Metadata-Version: 2.3
Name: URAdime
Version: 0.1.9
Summary: Universal Read Analysis of DIMErs
Project-URL: Homepage, https://github.com/SemiQuant/URAdime
Project-URL: Bug Tracker, https://github.com/SemiQuant/URAdime/issues
Author-email: Jason D Limberis <Jason.Limberis@ucsf.edu>
License: MIT
Keywords: DNA,PCR,analysis,primers,sequencing
Classifier: License :: OSI Approved :: MIT License
Classifier: Operating System :: OS Independent
Classifier: Programming Language :: Python :: 3
Requires-Python: >=3.7
Requires-Dist: biopython
Requires-Dist: numpy
Requires-Dist: pandas
Requires-Dist: pysam
Requires-Dist: python-levenshtein
Requires-Dist: tqdm
Description-Content-Type: text/markdown

# URAdime

URAdime (Universal Read Analysis of DIMErs) is a Python package for analyzing primer sequences in sequencing data to identify dimers and chimeras.

## Installation

```bash
pip install uradime
```

## Usage

URAdime can be used both as a command-line tool and as a Python package.
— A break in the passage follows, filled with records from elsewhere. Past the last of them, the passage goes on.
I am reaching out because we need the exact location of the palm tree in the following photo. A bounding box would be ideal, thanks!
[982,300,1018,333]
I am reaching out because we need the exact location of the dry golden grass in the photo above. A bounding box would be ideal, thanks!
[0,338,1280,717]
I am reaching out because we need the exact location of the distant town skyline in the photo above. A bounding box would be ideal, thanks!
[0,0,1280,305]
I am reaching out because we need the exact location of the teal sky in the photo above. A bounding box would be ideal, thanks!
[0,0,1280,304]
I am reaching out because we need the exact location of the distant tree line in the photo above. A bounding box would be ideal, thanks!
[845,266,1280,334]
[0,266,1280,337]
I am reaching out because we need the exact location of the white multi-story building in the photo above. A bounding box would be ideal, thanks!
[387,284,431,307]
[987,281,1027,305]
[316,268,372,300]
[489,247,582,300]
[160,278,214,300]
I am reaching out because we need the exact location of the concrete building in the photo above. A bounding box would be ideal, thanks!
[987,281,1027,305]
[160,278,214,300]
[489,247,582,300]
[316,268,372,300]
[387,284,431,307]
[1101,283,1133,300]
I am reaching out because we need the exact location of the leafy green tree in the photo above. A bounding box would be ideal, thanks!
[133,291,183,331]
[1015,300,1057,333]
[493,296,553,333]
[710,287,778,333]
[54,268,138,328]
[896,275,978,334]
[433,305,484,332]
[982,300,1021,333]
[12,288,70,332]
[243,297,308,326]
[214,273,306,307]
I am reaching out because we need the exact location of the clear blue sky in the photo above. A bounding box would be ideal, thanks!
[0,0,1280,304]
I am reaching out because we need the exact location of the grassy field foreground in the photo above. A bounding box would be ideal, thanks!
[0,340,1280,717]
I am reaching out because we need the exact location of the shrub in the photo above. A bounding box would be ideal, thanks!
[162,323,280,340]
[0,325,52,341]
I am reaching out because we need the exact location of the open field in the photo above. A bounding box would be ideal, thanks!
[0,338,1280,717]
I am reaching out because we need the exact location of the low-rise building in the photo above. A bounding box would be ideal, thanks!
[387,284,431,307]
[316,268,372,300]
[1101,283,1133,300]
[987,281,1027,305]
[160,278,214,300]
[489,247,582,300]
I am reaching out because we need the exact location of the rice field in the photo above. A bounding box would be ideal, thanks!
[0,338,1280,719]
### Command Line Interface

```bash
# Basic usage
uradime -b input.bam -p primers.tsv -o results/my_analysis

# Full options
uradime \
    -b input.bam \                    # Input BAM file
    -p primers.tsv \                  # Primer file (tab-separated)
    -o results/my_analysis \          # Output prefix
    -t 8 \                            # Number of threads
    -m 1000 \                         # Maximum reads to process (0 for all)
    -c 100 \                          # Chunk size for parallel processing
    -u \                              # Process only unaligned reads
    --max-distance 2 \                # Maximum Levenshtein distance for matching
    --unaligned-only \                # only check the unaligned reads  
    --window-size 20 \                # Allowed padding on the 5' ends of the reads, sometime needs to be very big due to universal tails etc. setting this parameter too large can cause unexpected results
    --ignore-amplicon-size \          # Usefull if short read sequecing like Illumina where the paired read length is not the size of the actual amplicon
    --check-termini \                 # Turn off check for partial matches at read termini
    --terminus-length 14 \            # Length of terminus to check for partial matches
    --overlap-threshold 0.8 \         # Minimum fraction of overlap required to consider primers as overlapping (0.0-1.0), this is added for hissPCR support
    --downsample 5.0 \                # Percentage of reads to randomly sample from the BAM file (0.1-100.0)
    -v                                # Verbose output
```



### Python Package

```python
from uradime import bam_to_fasta_parallel, create_analysis_summary, load_primers

# Load and analyze BAM file
result_df = bam_to_fasta_parallel(
    bam_path="your_file.bam",
    primer_file="primers.tsv",
    num_threads=4
)

# Load primers for analysis
primers_df, _ = load_primers("primers.tsv")

# Create analysis summary
summary_df, matched_pairs, mismatched_pairs = create_analysis_summary(result_df, primers_df)
```

## Input Files

### Primer File Format (TSV)
The primer file should be tab-separated with the following columns:
- Name: Primer pair name
- Forward: Forward primer sequence
- Reverse: Reverse primer sequence
- Size: Expected amplicon size

Example:
```
Name    Forward             Reverse             Size
Pair1   ATCGATCGATCG       TAGCTAGCTAGC       100
Pair2   GCTAGCTAGCTA       CGATTCGATCGA       150
```

## Output Files

The tool generates several CSV files with the analysis results:
- `*_summary.csv`: Overall analysis summary
- `*_matched_pairs.csv`: Reads with matching primer pairs
- `*_mismatched_pairs.csv`: Reads with mismatched primer pairs
- `*_wrong_size_pairs.csv`: Reads with correct primer pairs but wrong size


## Requirements

- Python ≥3.7
- pysam
- pandas
- biopython
- python-Levenshtein
- tqdm
- numpy

## License

This project is licensed under GNU GPL.